Entrepreneurs are reinventing traditional products by integrating their solutions directly into WhatsApp. One example is Safar Astrologia, which sends personalized daily predictions to its users via WhatsApp/Mobile, creating a more fluid and personalized experience than web or mobile-based platforms. This 'WhatsApp-first' approach applies to various sectors like education, finance, and healthcare, where tools like ChatClass (education), Magie (digital bank), Felix Pago (international remittances), Beconfident (English learning), and Benvo (healthcare) offer simplified and highly effective solutions directly on the platform.
The success and rapid growth of these businesses reveal a high demand and satisfaction among users.
The Opportunity in Latin America
Israel became a cybersecurity innovation lab due to its geopolitical context. Surrounded by regional instability and constant threats, the country had to develop cutting-edge cybersecurity solutions to ensure its security. This continuous pressure led Israel to always be at the forefront of technology, testing and refining systems in real and high-pressure situations.
This environment gave rise to some of the world's largest cybersecurity companies, such as Check Point, Palo Alto Networks, and Cybereason, which initially solved local problems but soon realized that their solutions had global applications.
Similarly, Brazil and other Latin American countries, with their heavy use of WhatsApp, are becoming laboratories for innovative solutions based on the platform. As WhatsApp adoption grows in other markets, Latin American startups, already mature in this ecosystem, are ready to scale globally, just as Israeli companies did in cybersecurity.
We already see signs of WhatsApp's expansion: India has 536 million active users with a 55% market share, and in the U.S., over 100 million people use WhatsApp, with a 42% market share. As WhatsApp becomes more popular in other regions, Latin America will be at the forefront.
As Martin Escobari often says, in Brazil, we have the privilege of "reading tomorrow's newspaper" by observing markets like the U.S. In this case, anyone wanting to understand the future of innovation on WhatsApp will have to look at Brazil.
The other side
If you work in tech, you've probably heard of "ChatGPT Wrappers." These are custom solutions built for specific user groups on top of OpenAI's GPT models.
In an interview, Sam Altman used a threatening tone towards startups whose main value proposition and defensibility is having a "backend" with OpenAI. In his words: "OpenAI will run over you if your startup is just a layer on top of GPT-4."
This example illustrates the complexity of depending on large platforms: the balance of power is uneven, and any changes can profoundly impact businesses built on them.

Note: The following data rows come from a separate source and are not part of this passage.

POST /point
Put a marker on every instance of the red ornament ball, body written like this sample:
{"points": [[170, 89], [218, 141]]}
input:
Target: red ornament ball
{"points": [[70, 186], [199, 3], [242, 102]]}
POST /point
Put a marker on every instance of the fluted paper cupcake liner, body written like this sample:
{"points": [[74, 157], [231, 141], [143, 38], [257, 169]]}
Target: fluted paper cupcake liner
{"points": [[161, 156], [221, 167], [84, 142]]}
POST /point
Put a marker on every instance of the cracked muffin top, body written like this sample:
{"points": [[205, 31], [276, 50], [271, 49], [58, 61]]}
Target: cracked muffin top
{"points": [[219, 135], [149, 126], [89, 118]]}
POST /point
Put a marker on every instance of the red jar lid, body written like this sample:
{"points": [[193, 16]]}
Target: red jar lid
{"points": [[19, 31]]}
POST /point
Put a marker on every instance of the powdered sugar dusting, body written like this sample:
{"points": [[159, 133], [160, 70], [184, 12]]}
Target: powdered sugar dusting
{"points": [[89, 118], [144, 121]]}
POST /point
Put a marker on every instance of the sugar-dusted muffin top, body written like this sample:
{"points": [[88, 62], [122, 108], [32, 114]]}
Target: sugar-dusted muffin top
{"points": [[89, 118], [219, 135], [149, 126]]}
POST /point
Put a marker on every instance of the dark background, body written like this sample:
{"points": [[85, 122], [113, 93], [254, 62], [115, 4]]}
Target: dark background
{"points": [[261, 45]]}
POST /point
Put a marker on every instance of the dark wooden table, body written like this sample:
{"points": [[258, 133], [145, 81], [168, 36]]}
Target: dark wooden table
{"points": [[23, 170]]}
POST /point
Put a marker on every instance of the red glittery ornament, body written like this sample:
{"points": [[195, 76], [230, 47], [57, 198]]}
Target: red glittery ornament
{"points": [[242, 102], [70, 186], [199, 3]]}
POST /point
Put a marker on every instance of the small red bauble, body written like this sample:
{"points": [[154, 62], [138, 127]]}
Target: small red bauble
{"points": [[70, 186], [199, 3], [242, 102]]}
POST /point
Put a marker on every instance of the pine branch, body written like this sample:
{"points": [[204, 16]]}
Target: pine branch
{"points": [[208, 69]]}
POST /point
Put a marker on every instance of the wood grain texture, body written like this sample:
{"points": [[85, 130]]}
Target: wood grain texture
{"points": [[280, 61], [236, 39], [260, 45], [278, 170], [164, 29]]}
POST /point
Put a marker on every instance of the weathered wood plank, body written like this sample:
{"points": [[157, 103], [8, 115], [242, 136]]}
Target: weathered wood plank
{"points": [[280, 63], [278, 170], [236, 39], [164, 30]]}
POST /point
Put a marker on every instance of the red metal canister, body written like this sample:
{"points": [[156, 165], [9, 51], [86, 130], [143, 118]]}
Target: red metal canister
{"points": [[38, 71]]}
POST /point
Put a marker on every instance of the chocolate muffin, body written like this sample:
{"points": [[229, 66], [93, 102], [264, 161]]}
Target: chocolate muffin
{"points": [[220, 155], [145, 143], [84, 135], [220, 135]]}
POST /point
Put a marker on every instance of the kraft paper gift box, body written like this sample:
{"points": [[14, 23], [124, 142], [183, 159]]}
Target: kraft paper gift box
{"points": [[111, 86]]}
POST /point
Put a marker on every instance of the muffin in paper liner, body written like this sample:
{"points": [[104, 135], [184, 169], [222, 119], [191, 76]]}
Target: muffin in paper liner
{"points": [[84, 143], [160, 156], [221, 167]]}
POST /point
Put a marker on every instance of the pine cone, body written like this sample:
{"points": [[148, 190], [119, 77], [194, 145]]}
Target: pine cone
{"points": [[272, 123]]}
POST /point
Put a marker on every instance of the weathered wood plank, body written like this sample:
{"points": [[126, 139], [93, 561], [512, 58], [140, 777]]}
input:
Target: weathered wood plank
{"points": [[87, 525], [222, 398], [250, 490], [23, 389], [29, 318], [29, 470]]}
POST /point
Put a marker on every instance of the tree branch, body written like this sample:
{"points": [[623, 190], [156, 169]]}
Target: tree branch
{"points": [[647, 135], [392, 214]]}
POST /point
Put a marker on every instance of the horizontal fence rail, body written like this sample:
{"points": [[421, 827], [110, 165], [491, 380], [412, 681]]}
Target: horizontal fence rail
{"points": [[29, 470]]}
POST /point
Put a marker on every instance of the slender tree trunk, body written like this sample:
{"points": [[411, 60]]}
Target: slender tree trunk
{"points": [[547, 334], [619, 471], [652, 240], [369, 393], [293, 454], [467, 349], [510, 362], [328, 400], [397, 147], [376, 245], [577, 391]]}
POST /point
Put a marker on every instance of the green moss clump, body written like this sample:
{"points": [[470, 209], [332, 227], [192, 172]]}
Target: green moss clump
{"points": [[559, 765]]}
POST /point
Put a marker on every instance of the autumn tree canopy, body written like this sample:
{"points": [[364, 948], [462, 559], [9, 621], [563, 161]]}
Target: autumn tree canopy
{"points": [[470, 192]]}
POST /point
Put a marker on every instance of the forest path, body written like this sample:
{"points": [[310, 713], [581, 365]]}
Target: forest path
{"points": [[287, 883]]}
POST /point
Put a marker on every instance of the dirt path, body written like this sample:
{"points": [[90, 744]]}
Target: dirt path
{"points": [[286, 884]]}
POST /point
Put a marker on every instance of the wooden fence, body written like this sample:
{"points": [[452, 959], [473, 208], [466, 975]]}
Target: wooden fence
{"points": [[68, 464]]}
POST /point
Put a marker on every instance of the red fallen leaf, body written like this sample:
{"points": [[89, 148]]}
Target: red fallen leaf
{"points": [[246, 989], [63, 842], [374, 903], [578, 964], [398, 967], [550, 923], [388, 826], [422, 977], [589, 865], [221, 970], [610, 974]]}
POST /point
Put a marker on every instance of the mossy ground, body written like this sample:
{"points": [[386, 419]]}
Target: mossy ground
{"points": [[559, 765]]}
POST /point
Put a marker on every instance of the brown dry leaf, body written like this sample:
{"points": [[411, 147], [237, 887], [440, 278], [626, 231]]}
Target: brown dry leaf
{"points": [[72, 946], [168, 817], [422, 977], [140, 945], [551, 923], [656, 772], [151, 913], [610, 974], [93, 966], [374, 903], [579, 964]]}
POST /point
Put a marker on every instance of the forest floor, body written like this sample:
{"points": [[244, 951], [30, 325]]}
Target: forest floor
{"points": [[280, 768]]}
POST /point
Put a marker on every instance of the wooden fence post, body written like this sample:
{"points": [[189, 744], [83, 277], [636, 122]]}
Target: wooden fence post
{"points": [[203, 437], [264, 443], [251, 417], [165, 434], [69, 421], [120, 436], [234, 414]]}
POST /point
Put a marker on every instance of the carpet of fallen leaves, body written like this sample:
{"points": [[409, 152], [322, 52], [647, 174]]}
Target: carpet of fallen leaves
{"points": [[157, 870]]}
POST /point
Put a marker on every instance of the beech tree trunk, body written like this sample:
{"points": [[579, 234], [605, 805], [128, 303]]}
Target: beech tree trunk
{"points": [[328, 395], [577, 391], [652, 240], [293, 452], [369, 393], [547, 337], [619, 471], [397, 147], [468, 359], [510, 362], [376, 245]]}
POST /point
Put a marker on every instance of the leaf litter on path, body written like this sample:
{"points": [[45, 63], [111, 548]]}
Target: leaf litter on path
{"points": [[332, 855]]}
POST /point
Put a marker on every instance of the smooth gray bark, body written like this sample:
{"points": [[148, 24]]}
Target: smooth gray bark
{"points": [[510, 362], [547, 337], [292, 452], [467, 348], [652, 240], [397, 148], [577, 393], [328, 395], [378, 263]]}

The same logic applies to WhatsApp: changes in pricing, API openness, or privacy directly affect companies relying on the platform as the basis of their products, always representing a risk. If Brazil's LGPD (data protection law) congress decides that only certain data can be shared on WhatsApp, the entire chain would be affected. So, there is always a risk.
From a positive perspective, WhatsApp is a great partner for entrepreneurship: it allows any company to test different business models without needing to commit to app stores. Plus, Meta has a pro-platform stance when it comes to WhatsApp.
In the future, as WhatsApp becomes an even more global platform, Brazil and Latin America will be at the forefront of innovation. The path we've already begun to carve out will serve as an example for the world.
What’s impressive is the enormous value created for users and how we, Latinos, are at the forefront of this revolution. Startups in the region are ready to scale globally as the platform grows in other markets.
Anyone who wants to understand the future of solutions on WhatsApp needs to pay attention to Latin America.